Tuesday, September 22, 2009

Pierless Fish Corporation


Post a blog a few days ago titled Pier Pressure after a WSJ book review and you're further confronted with evidence that the world is connected by unseen on-off ramps.

Pier Pressure is of course the play on words the Journal used to headline its review of a book about the piers, the Irish mob, and the Code of Silence. So why should I be surprised today at lunch when I see a small white truck turning on 26th Street that carries the logo of a fish inside a circle?

The name around the circle is PIERLESS FISH CORP. There are no other markings. No street address, no telephone number, nothing else.

So, what are Pierless fish? Artificial fish? Farm fish? Seafood that Norm Peterson from Cheers had at a franchise restaurant when he ordered the "lubestar," some kind of contrived concoction meant to be surf and turf?

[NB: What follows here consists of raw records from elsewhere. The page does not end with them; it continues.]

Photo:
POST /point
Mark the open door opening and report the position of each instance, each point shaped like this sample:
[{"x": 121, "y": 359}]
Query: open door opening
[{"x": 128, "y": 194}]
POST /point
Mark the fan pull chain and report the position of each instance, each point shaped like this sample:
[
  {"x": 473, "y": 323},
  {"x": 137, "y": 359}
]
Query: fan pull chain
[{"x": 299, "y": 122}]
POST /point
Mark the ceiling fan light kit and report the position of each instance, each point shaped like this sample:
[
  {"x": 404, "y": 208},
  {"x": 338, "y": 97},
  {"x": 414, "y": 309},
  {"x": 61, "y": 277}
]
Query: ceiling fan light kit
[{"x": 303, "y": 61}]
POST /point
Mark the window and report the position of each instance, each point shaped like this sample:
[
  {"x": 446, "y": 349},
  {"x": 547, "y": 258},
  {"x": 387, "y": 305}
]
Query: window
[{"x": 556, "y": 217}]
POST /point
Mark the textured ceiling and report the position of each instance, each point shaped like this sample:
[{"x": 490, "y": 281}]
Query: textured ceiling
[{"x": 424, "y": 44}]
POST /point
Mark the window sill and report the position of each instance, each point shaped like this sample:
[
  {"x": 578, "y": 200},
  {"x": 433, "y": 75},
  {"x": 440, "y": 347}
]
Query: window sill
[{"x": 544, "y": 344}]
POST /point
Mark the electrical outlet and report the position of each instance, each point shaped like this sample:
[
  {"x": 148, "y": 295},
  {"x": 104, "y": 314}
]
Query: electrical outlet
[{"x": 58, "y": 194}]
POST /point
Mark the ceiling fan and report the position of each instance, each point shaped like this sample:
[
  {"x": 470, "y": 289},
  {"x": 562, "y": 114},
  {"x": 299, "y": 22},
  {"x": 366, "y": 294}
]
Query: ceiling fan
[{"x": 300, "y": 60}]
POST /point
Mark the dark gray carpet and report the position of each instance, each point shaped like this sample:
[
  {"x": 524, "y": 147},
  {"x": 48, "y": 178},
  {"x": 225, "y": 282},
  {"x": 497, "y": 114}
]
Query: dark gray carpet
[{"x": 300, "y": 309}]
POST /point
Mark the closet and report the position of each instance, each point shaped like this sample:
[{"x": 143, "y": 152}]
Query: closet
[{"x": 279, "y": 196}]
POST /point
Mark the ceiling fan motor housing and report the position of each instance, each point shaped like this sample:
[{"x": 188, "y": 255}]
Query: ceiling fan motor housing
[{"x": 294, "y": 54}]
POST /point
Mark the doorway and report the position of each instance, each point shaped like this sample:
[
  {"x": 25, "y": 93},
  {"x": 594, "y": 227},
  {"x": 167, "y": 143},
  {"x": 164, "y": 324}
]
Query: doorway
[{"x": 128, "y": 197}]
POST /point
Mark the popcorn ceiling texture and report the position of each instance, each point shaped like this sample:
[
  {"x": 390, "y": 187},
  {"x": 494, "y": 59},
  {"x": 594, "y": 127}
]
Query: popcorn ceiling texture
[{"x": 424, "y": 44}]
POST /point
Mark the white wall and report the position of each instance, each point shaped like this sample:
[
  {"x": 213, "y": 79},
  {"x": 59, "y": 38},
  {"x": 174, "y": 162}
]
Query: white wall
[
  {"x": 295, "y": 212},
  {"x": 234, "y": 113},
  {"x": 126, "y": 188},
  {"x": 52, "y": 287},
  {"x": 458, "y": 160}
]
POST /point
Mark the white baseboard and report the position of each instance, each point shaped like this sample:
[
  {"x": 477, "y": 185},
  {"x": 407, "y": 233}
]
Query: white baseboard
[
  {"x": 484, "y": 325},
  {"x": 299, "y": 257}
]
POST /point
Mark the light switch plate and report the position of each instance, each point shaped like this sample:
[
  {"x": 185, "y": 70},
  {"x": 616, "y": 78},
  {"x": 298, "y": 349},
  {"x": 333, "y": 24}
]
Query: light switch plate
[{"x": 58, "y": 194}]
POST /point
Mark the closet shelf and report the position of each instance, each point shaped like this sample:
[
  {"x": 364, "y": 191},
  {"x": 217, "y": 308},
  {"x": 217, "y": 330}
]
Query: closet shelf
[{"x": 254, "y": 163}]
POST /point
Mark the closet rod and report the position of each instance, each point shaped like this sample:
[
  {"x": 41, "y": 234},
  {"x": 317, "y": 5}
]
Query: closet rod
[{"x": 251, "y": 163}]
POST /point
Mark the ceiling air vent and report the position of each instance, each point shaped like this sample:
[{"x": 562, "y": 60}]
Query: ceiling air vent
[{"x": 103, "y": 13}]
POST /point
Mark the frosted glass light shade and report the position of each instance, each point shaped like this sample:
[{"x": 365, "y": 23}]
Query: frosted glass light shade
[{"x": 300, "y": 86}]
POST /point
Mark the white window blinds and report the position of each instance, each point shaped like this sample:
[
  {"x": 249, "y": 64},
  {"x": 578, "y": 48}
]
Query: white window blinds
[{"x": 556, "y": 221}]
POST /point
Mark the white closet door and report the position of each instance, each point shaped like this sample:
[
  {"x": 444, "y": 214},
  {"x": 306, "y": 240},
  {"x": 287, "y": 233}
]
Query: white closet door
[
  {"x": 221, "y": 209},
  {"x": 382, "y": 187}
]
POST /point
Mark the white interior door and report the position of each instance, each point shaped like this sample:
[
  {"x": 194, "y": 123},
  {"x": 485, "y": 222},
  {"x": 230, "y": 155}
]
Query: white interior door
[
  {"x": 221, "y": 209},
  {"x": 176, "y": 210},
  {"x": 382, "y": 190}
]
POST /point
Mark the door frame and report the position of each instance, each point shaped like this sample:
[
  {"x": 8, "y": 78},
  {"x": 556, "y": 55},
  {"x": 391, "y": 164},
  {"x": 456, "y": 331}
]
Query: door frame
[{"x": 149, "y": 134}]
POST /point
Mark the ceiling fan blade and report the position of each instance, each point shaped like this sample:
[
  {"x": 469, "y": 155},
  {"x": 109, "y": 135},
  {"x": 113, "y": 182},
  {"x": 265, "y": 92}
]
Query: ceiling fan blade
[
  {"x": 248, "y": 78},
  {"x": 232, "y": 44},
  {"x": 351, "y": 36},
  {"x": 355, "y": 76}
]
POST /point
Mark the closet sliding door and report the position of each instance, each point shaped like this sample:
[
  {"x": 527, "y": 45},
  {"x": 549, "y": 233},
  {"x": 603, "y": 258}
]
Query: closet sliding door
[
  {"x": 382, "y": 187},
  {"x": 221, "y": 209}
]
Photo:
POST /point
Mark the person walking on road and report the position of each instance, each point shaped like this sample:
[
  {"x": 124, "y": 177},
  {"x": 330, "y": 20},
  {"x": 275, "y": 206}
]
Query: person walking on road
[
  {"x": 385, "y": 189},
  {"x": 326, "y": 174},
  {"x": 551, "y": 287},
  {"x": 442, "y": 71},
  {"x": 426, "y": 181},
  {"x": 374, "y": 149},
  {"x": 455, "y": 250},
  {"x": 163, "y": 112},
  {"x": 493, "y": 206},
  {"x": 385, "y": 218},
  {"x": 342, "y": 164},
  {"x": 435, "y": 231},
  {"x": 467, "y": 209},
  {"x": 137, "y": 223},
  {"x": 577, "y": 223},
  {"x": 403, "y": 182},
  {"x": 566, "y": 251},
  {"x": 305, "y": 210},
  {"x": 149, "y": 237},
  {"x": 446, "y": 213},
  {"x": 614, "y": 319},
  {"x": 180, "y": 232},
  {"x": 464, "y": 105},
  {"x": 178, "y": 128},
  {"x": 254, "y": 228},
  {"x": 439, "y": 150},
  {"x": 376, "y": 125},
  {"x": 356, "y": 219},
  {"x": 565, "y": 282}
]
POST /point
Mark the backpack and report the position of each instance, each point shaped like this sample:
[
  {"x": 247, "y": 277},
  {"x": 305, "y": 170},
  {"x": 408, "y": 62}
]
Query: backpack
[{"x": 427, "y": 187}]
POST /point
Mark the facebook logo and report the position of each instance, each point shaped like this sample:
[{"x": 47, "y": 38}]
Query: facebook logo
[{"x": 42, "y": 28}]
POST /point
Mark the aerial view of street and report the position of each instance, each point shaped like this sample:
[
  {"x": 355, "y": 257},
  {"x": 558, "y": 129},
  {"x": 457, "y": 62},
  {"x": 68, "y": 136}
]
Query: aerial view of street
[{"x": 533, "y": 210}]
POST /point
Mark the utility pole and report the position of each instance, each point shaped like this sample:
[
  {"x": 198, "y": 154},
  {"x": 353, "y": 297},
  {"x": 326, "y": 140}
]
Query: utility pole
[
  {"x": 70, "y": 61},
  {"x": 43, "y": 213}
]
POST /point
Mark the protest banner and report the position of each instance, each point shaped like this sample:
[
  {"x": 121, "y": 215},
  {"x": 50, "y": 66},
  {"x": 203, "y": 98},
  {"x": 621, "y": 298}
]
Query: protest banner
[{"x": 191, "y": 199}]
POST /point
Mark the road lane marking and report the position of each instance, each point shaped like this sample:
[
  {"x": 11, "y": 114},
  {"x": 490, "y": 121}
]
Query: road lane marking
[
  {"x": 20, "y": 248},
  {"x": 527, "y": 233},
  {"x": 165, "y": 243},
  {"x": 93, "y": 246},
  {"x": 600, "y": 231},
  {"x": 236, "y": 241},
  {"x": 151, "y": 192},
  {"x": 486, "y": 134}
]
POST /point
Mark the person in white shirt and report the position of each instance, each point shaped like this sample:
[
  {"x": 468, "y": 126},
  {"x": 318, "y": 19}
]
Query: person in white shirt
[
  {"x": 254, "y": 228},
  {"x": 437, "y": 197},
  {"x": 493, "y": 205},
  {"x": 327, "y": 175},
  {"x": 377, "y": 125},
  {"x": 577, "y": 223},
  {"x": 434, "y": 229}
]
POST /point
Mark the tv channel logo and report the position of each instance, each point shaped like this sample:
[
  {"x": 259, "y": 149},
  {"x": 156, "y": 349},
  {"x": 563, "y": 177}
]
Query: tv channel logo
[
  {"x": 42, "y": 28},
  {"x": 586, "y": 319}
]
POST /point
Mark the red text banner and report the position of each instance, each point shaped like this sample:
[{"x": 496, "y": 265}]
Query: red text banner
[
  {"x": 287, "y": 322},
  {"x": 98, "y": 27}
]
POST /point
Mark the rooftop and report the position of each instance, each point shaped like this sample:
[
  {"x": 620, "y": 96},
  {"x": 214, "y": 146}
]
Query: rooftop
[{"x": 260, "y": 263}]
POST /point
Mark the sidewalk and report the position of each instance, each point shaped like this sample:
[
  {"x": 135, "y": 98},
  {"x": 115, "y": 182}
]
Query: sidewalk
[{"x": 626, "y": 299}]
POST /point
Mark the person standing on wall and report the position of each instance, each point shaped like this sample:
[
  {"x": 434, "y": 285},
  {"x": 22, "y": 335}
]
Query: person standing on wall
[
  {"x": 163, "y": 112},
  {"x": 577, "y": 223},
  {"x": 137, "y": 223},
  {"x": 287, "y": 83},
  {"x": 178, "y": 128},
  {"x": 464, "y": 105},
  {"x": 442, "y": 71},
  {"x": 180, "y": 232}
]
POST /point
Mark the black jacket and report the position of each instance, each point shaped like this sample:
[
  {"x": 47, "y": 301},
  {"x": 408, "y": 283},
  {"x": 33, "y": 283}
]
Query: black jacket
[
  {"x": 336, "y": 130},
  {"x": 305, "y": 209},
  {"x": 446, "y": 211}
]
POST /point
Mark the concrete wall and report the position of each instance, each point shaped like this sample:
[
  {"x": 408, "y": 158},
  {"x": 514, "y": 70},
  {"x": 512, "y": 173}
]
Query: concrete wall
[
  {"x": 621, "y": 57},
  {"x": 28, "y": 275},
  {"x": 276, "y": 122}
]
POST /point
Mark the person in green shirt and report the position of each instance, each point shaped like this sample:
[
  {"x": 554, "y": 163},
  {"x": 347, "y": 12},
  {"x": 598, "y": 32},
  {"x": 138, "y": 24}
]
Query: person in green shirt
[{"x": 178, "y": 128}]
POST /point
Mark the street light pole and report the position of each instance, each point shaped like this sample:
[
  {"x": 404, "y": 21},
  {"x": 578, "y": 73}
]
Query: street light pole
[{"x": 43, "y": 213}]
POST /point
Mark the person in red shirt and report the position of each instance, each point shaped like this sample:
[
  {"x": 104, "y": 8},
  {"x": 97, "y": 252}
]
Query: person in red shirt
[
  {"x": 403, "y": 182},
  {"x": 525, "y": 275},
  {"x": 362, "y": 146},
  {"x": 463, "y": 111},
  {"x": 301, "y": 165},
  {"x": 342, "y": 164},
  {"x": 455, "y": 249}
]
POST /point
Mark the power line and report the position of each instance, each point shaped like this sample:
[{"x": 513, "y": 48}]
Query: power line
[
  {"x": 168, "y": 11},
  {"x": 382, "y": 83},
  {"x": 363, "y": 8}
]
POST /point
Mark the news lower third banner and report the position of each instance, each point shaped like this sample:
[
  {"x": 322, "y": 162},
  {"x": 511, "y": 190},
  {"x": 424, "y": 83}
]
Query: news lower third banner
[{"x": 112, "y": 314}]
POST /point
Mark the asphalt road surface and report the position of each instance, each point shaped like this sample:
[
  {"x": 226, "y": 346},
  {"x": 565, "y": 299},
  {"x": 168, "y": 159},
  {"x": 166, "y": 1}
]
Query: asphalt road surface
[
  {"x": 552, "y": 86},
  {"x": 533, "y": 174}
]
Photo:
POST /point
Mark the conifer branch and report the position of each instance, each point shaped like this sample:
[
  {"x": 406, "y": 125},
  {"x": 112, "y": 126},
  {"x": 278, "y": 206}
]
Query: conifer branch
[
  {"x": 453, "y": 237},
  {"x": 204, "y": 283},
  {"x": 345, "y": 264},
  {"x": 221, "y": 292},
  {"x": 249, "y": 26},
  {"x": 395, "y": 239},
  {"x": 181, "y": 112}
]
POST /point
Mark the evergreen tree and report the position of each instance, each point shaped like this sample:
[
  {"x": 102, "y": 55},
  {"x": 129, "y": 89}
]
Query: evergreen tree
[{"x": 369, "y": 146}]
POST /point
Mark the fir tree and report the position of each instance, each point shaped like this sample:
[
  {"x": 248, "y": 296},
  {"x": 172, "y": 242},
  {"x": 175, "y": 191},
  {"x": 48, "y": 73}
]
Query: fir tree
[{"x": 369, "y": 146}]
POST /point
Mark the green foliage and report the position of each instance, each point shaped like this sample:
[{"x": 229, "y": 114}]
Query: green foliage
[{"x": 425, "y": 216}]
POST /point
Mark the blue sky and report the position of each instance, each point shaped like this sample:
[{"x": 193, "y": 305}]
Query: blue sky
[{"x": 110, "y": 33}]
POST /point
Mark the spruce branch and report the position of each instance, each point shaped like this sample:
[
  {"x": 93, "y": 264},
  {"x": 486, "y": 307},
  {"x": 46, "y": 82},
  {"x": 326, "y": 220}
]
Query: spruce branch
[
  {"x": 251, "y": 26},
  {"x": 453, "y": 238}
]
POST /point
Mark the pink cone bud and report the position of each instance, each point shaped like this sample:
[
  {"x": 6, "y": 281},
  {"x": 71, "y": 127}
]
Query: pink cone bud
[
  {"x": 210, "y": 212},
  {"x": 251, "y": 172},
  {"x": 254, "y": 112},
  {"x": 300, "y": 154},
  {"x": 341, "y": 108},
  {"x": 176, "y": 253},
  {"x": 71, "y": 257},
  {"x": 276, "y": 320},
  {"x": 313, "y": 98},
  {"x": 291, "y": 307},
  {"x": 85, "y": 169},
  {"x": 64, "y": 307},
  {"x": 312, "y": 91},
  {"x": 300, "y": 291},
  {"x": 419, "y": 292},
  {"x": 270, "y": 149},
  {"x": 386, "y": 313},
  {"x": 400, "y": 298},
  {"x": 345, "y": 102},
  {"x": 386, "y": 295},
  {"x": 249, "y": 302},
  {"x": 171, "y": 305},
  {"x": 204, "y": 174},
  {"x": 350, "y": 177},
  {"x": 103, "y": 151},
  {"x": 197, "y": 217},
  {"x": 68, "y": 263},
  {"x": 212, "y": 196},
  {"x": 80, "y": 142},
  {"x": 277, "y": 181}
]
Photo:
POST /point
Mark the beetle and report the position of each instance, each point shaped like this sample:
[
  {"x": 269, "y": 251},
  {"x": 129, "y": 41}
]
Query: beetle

Norm apparently couldn't afford to eat at Melville's, the restaurant above the bar.

Come to think of it, the truck turned on 26th Street, hard by the fairly inconspicuous plaque that marks where Herman Melville's home once was. It would be great to make this stuff up, but the truth is way more fun.

A little Web research revealed Pierless is in Brooklyn, at an address that I suspect puts it in an industrial park that was once the old Brooklyn Navy Yard, where my father once worked. There is no real Web site from the company itself, but rather information from a business site that informs us that Pierless has 20-49 employees and does $20-$50 million is sales. Holy mackeral. I've never seen their truck before.

Signs and lettering are things I seem to notice. Like the time I noticed a George Stiel oyster truck as the first thing that caught my eye after returning to the city and work after two weeks on Cape Cod, a good portion of which was spent shellfishing in Wellfleet for clams and oysters.

Maybe Dan Brown's right, and there are symbols all around us. Mine seem to be on seafood trucks.